The final chart that was generated for this data visualization set observes the total duration of fire incidents by year and month from 2013 – June 2018. Months are labeled 1 – 12 and represent the months of January, February, March, April, May, June, July, August, September, October, November and December respectively. The more pigmented a square is, suggests a longer time spent on emergencies in certain months. For instance, the month of January (1) in 2018 shows that the FDNY spent the most amount of time tending to emergencies with 49,097 seconds (13.64 hours) dedicated to this month in that pertained year. This suggests that there were more emergencies that the FDNY needed to assist with, or certain emergencies took longer and were more severe compared to other years and months. The month and year with the least total duration of fire incidents is February (2) of 2013 at 30,194 seconds (8.39 hours). Perhaps less incidents occurred, or less severe emergencies were reported in February of 2013. Overall, this heatmap provides insight on total seconds the FDNY spent with every incident type by month and year in an organized, clear format.

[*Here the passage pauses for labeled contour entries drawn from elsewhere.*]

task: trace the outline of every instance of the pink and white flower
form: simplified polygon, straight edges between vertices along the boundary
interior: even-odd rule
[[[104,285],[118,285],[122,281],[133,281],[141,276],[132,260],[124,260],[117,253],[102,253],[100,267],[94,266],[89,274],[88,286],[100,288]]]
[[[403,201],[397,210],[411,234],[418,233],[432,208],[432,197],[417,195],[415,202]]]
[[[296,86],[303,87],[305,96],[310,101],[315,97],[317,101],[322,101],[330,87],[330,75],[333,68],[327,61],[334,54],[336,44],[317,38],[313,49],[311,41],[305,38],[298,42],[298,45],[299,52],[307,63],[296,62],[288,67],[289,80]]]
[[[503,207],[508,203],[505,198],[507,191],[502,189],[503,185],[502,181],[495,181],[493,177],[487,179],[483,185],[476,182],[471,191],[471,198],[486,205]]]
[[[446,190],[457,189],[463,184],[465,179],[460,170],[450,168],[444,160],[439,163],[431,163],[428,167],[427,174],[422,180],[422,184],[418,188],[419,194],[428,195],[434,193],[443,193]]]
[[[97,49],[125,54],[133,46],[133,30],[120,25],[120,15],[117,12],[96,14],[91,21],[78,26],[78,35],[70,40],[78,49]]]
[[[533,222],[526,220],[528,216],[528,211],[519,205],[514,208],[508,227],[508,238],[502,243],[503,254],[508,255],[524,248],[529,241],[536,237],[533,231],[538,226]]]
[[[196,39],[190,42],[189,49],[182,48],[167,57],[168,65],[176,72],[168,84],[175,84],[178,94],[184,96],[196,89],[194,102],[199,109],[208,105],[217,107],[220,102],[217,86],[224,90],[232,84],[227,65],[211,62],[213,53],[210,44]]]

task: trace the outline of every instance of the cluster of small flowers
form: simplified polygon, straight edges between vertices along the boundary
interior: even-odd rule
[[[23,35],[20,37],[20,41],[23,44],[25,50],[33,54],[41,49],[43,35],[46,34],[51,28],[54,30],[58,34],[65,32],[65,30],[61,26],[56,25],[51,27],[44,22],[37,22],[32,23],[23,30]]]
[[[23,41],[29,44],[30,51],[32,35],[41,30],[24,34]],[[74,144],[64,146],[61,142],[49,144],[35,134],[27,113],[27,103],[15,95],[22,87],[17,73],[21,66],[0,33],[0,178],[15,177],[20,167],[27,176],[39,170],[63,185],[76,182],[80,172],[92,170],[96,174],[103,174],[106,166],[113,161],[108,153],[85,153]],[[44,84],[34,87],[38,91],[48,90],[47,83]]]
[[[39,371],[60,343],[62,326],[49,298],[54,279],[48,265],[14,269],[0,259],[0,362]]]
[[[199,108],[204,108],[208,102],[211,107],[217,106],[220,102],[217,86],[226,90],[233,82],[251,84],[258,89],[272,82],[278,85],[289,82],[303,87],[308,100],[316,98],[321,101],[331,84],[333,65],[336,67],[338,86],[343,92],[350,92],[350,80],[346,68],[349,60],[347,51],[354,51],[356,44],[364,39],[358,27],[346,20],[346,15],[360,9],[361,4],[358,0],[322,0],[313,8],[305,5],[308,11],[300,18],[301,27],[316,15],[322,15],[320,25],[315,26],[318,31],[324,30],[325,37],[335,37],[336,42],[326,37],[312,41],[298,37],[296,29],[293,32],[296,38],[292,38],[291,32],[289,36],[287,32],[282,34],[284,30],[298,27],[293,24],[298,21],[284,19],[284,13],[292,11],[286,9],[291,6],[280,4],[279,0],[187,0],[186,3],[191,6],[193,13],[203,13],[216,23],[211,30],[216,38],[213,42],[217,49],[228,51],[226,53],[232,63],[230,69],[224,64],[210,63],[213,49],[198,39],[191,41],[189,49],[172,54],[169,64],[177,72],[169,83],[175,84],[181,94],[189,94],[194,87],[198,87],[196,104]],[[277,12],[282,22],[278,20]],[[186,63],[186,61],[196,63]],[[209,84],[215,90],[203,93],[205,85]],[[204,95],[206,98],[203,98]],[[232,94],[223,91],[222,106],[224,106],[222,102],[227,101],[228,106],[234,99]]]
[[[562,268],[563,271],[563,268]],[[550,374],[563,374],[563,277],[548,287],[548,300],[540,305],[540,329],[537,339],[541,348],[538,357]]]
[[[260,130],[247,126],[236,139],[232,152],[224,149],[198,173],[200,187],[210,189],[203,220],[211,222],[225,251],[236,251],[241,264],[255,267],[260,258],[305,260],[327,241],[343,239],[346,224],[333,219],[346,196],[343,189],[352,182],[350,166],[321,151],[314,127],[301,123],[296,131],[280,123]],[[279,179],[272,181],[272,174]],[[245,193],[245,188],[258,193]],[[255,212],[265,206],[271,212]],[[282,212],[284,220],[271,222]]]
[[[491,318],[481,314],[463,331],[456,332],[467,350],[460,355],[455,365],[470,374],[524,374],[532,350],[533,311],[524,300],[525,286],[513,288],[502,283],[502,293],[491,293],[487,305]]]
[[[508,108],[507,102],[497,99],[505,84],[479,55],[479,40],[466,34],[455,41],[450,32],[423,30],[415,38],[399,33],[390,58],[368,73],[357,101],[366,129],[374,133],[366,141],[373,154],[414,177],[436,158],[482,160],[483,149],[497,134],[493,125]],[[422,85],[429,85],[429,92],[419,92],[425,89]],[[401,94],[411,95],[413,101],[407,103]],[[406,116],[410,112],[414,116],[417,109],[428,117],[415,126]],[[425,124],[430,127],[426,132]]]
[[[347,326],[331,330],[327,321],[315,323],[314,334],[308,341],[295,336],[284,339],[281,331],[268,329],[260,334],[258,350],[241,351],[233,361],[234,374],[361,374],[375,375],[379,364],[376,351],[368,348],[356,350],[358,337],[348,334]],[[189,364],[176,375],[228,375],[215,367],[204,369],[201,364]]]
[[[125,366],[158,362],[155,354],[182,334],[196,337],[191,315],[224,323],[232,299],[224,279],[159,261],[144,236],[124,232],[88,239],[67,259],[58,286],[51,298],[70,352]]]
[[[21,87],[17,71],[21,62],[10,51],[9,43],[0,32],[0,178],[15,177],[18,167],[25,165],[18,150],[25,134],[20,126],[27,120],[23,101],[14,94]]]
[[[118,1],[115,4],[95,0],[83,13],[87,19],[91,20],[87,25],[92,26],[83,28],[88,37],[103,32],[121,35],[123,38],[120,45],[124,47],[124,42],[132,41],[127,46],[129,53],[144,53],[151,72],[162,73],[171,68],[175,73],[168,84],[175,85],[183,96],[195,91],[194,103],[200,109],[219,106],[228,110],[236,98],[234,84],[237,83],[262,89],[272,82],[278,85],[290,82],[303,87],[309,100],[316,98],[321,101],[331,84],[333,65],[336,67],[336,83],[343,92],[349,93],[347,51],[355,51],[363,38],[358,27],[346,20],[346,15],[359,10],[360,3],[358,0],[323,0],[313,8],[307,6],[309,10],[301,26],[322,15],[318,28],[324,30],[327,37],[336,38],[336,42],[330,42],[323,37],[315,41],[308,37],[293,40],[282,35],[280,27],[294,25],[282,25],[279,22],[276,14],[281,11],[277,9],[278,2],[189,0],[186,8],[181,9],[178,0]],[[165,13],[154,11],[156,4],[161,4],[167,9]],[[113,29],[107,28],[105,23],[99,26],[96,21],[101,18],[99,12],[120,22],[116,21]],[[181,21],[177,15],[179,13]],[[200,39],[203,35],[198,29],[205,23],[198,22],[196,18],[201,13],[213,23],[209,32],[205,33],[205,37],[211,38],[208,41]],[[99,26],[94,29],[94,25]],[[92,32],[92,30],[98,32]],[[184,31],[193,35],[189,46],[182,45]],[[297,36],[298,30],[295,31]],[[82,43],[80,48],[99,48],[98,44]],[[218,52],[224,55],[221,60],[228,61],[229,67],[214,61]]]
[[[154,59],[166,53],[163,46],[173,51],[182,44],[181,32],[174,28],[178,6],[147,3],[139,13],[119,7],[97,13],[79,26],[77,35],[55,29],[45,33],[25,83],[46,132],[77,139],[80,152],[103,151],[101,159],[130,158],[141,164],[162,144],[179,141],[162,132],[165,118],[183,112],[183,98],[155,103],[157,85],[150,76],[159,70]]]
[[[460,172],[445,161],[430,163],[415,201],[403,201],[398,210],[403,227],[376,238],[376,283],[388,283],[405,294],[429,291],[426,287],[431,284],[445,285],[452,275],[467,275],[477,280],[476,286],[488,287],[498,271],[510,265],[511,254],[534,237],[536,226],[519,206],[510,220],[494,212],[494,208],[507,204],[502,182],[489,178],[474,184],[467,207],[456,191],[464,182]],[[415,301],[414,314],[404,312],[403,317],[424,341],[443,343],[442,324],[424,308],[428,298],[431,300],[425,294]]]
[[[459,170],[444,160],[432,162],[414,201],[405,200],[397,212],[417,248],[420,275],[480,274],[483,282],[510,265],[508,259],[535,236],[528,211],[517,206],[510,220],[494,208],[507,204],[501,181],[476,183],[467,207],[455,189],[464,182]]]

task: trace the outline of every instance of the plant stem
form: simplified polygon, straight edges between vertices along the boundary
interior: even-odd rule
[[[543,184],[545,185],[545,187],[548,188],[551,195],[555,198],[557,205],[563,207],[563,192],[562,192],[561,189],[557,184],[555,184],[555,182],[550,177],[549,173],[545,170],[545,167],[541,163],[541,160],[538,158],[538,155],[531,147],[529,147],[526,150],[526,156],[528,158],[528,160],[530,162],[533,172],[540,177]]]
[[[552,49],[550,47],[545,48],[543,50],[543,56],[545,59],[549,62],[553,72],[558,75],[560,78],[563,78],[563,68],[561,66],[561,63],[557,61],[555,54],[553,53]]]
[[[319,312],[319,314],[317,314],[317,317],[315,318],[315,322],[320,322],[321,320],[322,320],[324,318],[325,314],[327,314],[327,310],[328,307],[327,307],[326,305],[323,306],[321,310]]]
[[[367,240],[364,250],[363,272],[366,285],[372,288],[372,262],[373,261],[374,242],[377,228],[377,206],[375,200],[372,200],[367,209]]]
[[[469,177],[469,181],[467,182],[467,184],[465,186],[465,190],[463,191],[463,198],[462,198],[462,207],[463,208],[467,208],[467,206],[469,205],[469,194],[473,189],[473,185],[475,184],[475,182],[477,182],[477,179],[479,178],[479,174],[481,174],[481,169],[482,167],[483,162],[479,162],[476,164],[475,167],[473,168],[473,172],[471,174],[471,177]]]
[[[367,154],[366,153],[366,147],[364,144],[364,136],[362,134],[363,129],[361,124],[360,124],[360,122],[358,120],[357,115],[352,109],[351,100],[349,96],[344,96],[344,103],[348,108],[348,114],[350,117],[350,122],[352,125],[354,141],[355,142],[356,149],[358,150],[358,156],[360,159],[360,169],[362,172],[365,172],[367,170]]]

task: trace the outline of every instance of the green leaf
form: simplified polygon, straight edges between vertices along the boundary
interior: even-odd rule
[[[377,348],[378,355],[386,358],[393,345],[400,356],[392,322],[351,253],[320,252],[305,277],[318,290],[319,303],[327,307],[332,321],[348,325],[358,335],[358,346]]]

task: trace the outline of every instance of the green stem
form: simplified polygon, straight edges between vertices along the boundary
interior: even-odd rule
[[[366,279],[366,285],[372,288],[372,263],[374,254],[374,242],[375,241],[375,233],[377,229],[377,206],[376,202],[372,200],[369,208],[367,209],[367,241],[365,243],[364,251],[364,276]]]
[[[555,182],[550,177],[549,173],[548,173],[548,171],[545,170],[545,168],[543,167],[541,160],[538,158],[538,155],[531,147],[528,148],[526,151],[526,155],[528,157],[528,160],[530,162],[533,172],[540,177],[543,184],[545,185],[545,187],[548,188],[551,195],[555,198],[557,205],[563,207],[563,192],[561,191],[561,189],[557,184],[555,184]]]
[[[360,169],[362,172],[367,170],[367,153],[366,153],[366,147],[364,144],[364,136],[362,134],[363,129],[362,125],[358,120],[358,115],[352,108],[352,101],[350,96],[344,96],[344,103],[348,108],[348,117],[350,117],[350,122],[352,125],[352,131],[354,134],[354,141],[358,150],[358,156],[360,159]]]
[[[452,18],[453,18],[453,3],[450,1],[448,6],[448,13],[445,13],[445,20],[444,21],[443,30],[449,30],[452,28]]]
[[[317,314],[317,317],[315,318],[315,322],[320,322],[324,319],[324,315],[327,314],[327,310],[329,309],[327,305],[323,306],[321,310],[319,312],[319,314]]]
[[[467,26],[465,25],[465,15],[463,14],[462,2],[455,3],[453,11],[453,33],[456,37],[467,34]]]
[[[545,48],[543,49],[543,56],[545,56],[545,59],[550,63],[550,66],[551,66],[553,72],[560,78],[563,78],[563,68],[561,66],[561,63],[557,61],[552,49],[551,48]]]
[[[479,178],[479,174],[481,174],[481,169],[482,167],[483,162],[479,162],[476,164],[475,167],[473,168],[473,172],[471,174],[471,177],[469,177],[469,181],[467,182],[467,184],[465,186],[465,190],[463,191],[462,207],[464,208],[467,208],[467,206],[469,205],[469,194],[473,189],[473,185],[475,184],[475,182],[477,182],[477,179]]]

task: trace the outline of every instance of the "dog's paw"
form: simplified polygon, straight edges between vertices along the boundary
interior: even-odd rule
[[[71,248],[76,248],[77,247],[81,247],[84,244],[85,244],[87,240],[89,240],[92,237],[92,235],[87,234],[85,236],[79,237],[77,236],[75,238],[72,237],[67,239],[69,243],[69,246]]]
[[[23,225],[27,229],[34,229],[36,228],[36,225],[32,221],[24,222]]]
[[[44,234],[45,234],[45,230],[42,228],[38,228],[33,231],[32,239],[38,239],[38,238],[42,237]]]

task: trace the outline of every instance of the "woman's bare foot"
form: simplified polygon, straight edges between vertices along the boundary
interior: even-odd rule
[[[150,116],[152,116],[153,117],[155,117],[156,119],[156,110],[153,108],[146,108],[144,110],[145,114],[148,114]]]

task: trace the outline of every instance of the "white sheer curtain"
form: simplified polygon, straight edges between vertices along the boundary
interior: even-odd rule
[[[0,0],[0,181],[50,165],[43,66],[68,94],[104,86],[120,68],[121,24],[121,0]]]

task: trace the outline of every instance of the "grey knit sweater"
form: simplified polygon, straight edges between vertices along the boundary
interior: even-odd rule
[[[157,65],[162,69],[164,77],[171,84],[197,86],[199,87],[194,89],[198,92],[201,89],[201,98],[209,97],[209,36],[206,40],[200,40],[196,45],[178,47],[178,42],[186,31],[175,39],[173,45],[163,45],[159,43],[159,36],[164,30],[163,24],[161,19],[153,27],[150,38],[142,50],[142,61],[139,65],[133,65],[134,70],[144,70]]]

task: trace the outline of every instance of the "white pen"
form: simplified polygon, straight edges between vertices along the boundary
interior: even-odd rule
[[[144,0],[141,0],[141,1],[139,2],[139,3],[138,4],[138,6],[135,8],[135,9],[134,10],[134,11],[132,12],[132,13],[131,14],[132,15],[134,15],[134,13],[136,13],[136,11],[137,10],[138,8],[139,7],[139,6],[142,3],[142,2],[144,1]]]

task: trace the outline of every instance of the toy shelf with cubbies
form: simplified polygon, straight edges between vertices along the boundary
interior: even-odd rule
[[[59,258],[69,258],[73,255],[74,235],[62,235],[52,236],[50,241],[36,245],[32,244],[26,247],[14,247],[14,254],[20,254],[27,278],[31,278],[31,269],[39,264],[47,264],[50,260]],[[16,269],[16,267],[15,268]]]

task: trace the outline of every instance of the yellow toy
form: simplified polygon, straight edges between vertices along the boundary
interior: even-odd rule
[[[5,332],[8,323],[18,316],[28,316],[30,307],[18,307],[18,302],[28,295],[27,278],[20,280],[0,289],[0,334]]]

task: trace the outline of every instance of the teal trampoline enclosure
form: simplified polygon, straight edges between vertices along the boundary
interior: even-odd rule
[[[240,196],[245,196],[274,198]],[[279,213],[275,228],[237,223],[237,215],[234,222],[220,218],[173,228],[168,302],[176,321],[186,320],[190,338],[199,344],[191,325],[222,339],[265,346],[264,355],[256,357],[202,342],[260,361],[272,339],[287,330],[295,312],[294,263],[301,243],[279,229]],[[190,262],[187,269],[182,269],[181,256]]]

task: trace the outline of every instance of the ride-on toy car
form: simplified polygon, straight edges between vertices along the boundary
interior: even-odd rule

Note: Dataset stops after June 2018

heatmap = df.groupby(['Year', 'Month']).agg('count')['TOTAL_INCIDENT_DURATION'].to_frame(name = 'count').reset_index()
heatmap = heatmap[ heatmap['Year'].notna() & heatmap['Month'].notna()]

heatmap
heatmap_df= pd.pivot_table(heatmap, index='Year', columns='Month', values='count')
heatmap_df
import seaborn as sns
from matplotlib.ticker import FuncFormatter

fig = plt.figure(figsize=(18,10))
ax = fig.add_subplot(1, 1, 1)

comma_fmt = FuncFormatter(lambda x, p: format(int(x), ','))

ax = sns.heatmap(heatmap_df, linewidth = 0.2, annot = True, cmap = 'OrRd', fmt=',.0f',
                 square = True, annot_kws={'size': 11},
                 cbar_kws = {'format': comma_fmt, 'orientation': 'vertical'})

plt.title('Heatmap of Total Duration of Fire Incidents by Year & Month (from 2013 - June 2018)', fontsize=18, fontweight='bold', pad=15)
plt.xlabel('Month', fontsize=18, labelpad=10)
plt.ylabel('Year', fontsize=18, labelpad=10)
plt.yticks(rotation=0, size=14)
plt.xticks(size=14)
ax.invert_yaxis()

cbar = ax.collections[0].colorbar

plt.show()

Summary of Data Visualizations

In conclusion, this report analyzed FDNY emergencies in New York City from 2013 – June 2018 throughout the five boroughs. The top incident with the longest time spent tending to the emergency is a 651 – smoke scare, odor of smoke at about 161,000 seconds or 1.86 days while the lowest had well below 2,000 seconds (33 minutes). The overall mean of the total duration of incidents is 16,083.87 seconds (4.5 hours) for the top 100 incident types. The average of the top 20 incidents in terms of total duration throughout six years, is 65,978.45 seconds, which is roughly 18.32 hours. A 322 – motor vehicle accident with injuries is the tenth longest duration for the FDNY to tend to at 49,389 seconds or 13.71 hours. It also has the highest average duration at 2,056.67 seconds or 34.28 minutes per incident which can suggest that these occurrences are more severe than other types. At 19:00 or 7:00 PM, there is a clear spike in total time spent on incidents on Sundays. Also, between the early mornings of 12:00 AM and 5:00 PM less time is spent on emergencies until it begins to increase steadily around 6:00 AM throughout the week. Finally, January 2018 has the longest time spent per emergency while February 2013 has the shortest time dedicated which can indicate frequency and severity of incident types.